THE TAMAR gas field platform juts above the Mediterranean.
(photo credit: MARC ISRAEL SELLEM)
The head of Noble Energy said Sunday’s High Court decision striking down Prime Minister Benjamin Netanyahu’s natural gas outline was “disappointing and represents another risk to Leviathan’s timing.”
“Development of a project of this magnitude, where large investments are to be made over multiple years, requires Israel to provide a stable investment climate,” David L. Stover, the CEO, chairman and president of the Texas-based company, said on Monday.
Despite this, the determination to stick to the development timeline – to have natural gas flowing by 2019 – remains.
The High Court’s ruling on Sunday supported most of the gas framework, with the exception of a stability clause, putting the government in charge of providing stability insurance.
Immediately following Sunday’s decision, Stover nonetheless expressed appreciation that the court acknowledged the need for regulatory stability.
He said stability is a “minimum condition” for the continued development of the 621-billion-cubic-meter gas field, but the company, which is a 39.66 percent stakeholder in the reservoir, will be steadfast in defending its rights.
The court’s ruling comes only two weeks after Stover and other company officials presented National Infrastructure, Energy and Water Minister Yuval Steinitz with a Leviathan development timetable, as well as data on the gas field’s development.
He reportedly promised that development would stick to the timetable or even develop faster than expected, notwithstanding volatility in the global energy market.
In late January, both Delek and Bini Zomer, Noble Energy’s Israel country manager, said if the framework is approved by the end of 2016, the partners hope to have gas flowing by the end of 2019.
On Monday, Delek CEO and President Asaf Bartfeld emphasized to investors that the framework was not canceled and there is still a year to make the necessary changes.
He said they would continue to move forward to develop Leviathan.
Yossi Abu, CEO of Delek Drilling LP and of Avner Oil and Gas Exploration LP, said “it would have been much more simple and faster if the High Court would have turned down the objections to the stability clause], but now at the practical level, we will continue to work fast to find alternatives in the coming months.”
He said the company will work alongside the government to find “a number of alternatives that they would need to hold by.”
“This is exactly what we, along with our partners, intend to do right away,” Abu said.
Delek Group subsidiaries Delek Drilling and Avner Oil Exploration each hold 22.67% share in Leviathan. Ratio Oil Exploration has a 15% share.

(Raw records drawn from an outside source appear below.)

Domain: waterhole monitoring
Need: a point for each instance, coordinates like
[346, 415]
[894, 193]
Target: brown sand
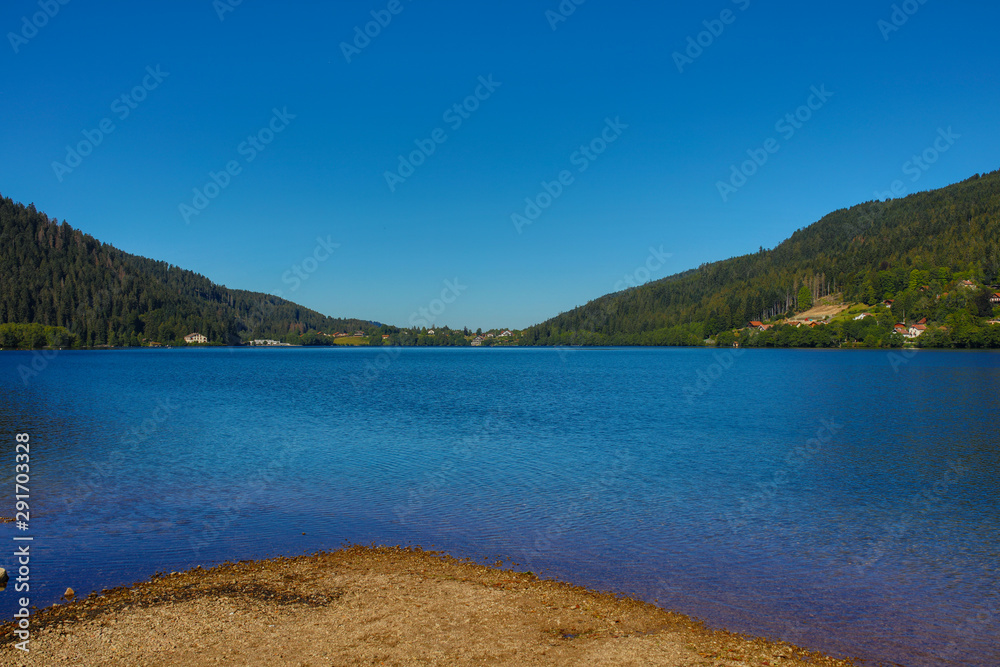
[375, 606]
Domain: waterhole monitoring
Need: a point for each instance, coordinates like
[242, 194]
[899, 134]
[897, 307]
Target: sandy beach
[376, 606]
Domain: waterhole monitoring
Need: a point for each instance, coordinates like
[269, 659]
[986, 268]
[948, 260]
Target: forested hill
[870, 252]
[57, 276]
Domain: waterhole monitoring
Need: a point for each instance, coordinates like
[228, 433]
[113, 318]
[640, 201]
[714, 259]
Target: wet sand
[376, 606]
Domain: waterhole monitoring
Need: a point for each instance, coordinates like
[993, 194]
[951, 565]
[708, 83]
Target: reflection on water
[823, 497]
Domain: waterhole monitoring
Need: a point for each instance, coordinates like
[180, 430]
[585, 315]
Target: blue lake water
[844, 501]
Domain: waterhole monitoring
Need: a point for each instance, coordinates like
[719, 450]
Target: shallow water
[847, 501]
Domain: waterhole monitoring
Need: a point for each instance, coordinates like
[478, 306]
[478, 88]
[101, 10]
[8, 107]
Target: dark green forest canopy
[910, 249]
[56, 276]
[77, 291]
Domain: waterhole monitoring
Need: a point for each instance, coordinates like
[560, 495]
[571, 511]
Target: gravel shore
[376, 606]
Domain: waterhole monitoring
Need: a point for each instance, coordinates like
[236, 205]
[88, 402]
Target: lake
[842, 500]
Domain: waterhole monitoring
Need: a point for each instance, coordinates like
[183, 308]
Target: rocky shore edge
[377, 605]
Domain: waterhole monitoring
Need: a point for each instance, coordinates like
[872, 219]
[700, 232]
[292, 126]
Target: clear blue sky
[323, 175]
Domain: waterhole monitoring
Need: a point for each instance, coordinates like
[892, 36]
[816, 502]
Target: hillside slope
[910, 249]
[57, 276]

Abu said that possible options for moving forward could involve legislation, “including general legislation and a national project law, or a specific law, such as one similar to the [Sheshinski bill on oil and gas taxation] or, as the court suggested, there could be a law regarding economic parity.”
Abu explained that this alternative would not provide a guarantee of stability but would provide compensation if the economic value of the project were to be affected.